High and low pressure systems are fundamental drivers of day-to-day weather changes. Atmospheric pressure is the force exerted by the Earth's atmosphere on its surface, measured in hectoPascals (hPa) or millibars. Standard sea-level pressure is 1013 hPa, but large areas of higher or lower pressure can develop, defined relative to their surroundings.

How pressure is visualised

Weather charts use isobars—lines connecting points of equal sea-level pressure—to identify features like anticyclones (high pressure) and depressions (low pressure).

Formation of pressure systems

Pressure systems are shaped by the movement of air:

• Ascending air (as it warms) creates low pressure at the surface.
• Descending air (as it cools) creates high pressure at the surface.

Generally, low pressure brings unsettled weather, while high pressure leads to settled conditions.

Characteristics of high and low pressure

High pressure (Anticyclone)

• Winds tend to be light and blow clockwise in the northern hemisphere.
• The descending air reduces cloud formation, resulting in settled weather.

Low pressure (Depression)

• Air is rising and circulates anticlockwise in the northern hemisphere.
• The rising air cools, causing water vapour to condense into clouds and precipitation.
• Weather is often unsettled, with associated weather fronts.

Blocking patterns

Sometimes, high pressure systems become stationary, distorting the usual west-to-east movement of weather fronts. This is called a ‘block.’ When blocking occurs, high pressure can keep weather fronts at bay, resulting in prolonged dry and settled weather for some areas, while in the area where the weather fronts are, others experience extended wet and windy conditions.

Causes of blocking

A weak or displaced jet stream can allow high pressure to dominate. The jet stream, driven by temperature differences, steers low pressure systems. If it weakens or shifts, high pressure can become persistent. Sudden Stratospheric Warming events can also alter wind patterns, sometimes bringing easterly winds and stubborn high pressure.

Types of blocking

Omega block

Named for its resemblance to the Greek letter Ω, this pattern features high pressure sandwiched between two lows to the east and west, and also slightly to the south. It often brings easterly flows to regions like the UK.

Diffluent block

Occurs when the eastward flow splits, with a closed high centre to the north of a closed low centre in the south. These blocks can persist for long periods.

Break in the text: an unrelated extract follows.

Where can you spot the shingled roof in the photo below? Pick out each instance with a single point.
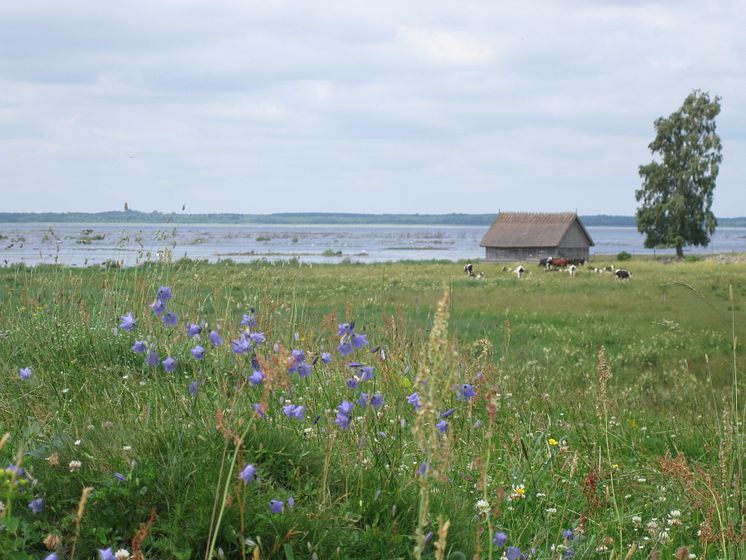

Weather conditions associated with pressure systems

High pressure
Summer	Winter
Fine, warm weather with long sunny days and dry spells Can lead to droughts and heatwaves Hazards: Heatwaves, droughts, poor air quality, high pollen counts	Cold, dry days with light winds and potential of severe nighttime frosts Stratocumulus clouds may become established, suppressing sunshine and daytime temperatures Hazards: Droughts, frosts, snow showers, fog, poor air quality
Low pressure
Summer	Winter
Prolonged rainfall, sometimes causing flooding Occasional clear spells between weather fronts Hazards: Heavy rain, flash floods, storms	Stormy or wintry conditions often occur Jet stream positioned further south than summer track means unsettled conditions affect more of the UK Hazards: Frontal snowfall, storms, heavy rain, floods

Wind flow and pressure

Wind is driven by the pressure gradient force, moving from high to low pressure regions. The greater the difference in pressure (the pressure gradient), the stronger the wind. However, the In reality, the Coriolis effect—caused by Earth’s rotation—deflects wind to the right in the northern hemisphere and to the left in the southern hemisphere, creating spiral wind patterns around pressure systems.

The Intertropical Convergence Zone (ITCZ)

The ITCZ is a band of low pressure near the equator where trade winds from the northern and southern hemispheres converge, leading to frequent thunderstorms and heavy rain. Air rises along the ITCZ, moves toward the poles, and descends in the subtropics, forming the Hadley Cell. The ITCZ shifts with the seasons, following the migration of the Sun’s position, and is historically known by seafarers as the ‘doldrums’ for its calm winds.